In California, simple possession of ketamine is a misdemeanor. The California Health and Safety Code provides that a misdemeanor charge for possession of ketamine may carry:
- Up to a one-year sentence in county jail;
- Up to a $1,000 criminal fine;
- A combination of both.
Instead of incarceration, an individual may be required to pay a fine and perform community service. If they are a repeat offender, they may not be eligible to perform community service, and the charges brought against them may be enhanced.
Another common enhancement to drug charges in California is distribution to a minor, which usually enhances the charges from a misdemeanor to a felony. If an individual has any questions about the charges they may face, they should consult with a local California attorney.
Are There Any Defenses Against Offering Ketamine to a Minor?
There may be some defenses available to the charge of selling ketamine to a minor. It is important to note that the availability of any defenses will depend on the facts of each specific case.
Commonly used defenses to selling ketamine to a minor include that the defendant:
- Did not actually furnish or sell the ketamine to the minor;
- Did not know ketamine was present, for example, being unaware that a substance they provided to the minor included ketamine;
- Did not know that ketamine is a controlled substance;
- Did not actually intend to perform any of the actions they offered to do;
- Does not have access to ketamine; or
- Was falsely accused of offering ketamine to a minor.
Defenses to possession of ketamine may include that the defendant:
- Has a valid prescription to possess ketamine;
- Did not know that they were in possession of ketamine;
- Did not know that ketamine is a controlled substance;
- Had their rights violated by law enforcement.
Can a Lawyer Help Me With My Charge?
If you have been charged with a ketamine crime in California, it is essential to consult with a California drug lawyer.

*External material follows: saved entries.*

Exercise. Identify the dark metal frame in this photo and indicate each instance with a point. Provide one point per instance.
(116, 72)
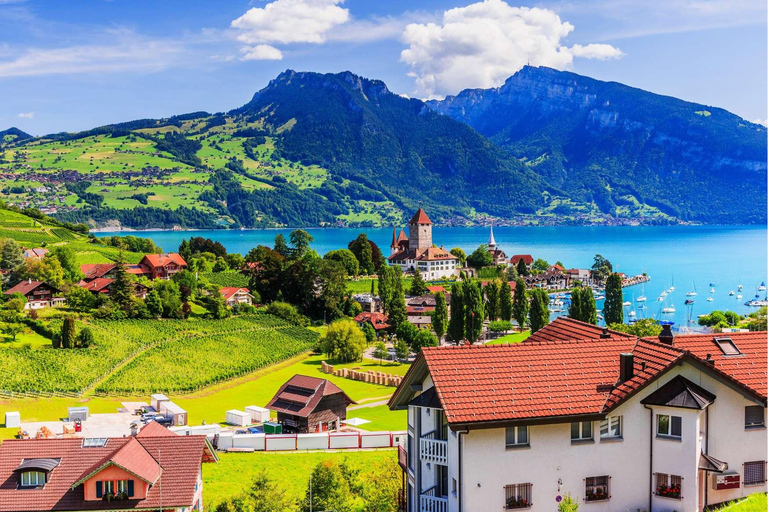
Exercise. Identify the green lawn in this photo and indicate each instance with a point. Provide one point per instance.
(510, 338)
(754, 503)
(235, 471)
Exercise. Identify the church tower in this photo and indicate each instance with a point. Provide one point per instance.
(420, 232)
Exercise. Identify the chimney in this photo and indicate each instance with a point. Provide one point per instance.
(627, 367)
(665, 336)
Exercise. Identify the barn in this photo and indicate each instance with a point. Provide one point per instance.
(309, 404)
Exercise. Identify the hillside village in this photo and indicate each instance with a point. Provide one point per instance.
(430, 318)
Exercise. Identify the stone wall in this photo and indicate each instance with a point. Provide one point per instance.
(370, 376)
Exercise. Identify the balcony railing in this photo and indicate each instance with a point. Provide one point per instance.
(433, 504)
(431, 450)
(402, 457)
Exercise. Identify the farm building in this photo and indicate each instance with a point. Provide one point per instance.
(38, 294)
(309, 404)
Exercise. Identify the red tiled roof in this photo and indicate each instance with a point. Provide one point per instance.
(26, 287)
(92, 271)
(178, 456)
(97, 284)
(301, 394)
(420, 217)
(228, 291)
(565, 328)
(749, 369)
(525, 257)
(161, 260)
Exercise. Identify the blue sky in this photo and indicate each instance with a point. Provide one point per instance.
(67, 66)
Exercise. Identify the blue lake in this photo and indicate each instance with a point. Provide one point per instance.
(679, 256)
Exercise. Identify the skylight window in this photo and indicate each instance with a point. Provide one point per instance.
(94, 442)
(728, 347)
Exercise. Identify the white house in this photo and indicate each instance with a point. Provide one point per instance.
(667, 424)
(417, 251)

Your lawyer can review your case and determine if any defenses may be available to you.
Your lawyer can explain the charges against you and possible enhancements as well. If you are charged with a ketamine crime that involves a minor, it is even more important to consult with a lawyer, as you may face felony charges.
Your attorney can try to negotiate with the prosecution for a plea deal or a reduction in the charges against you.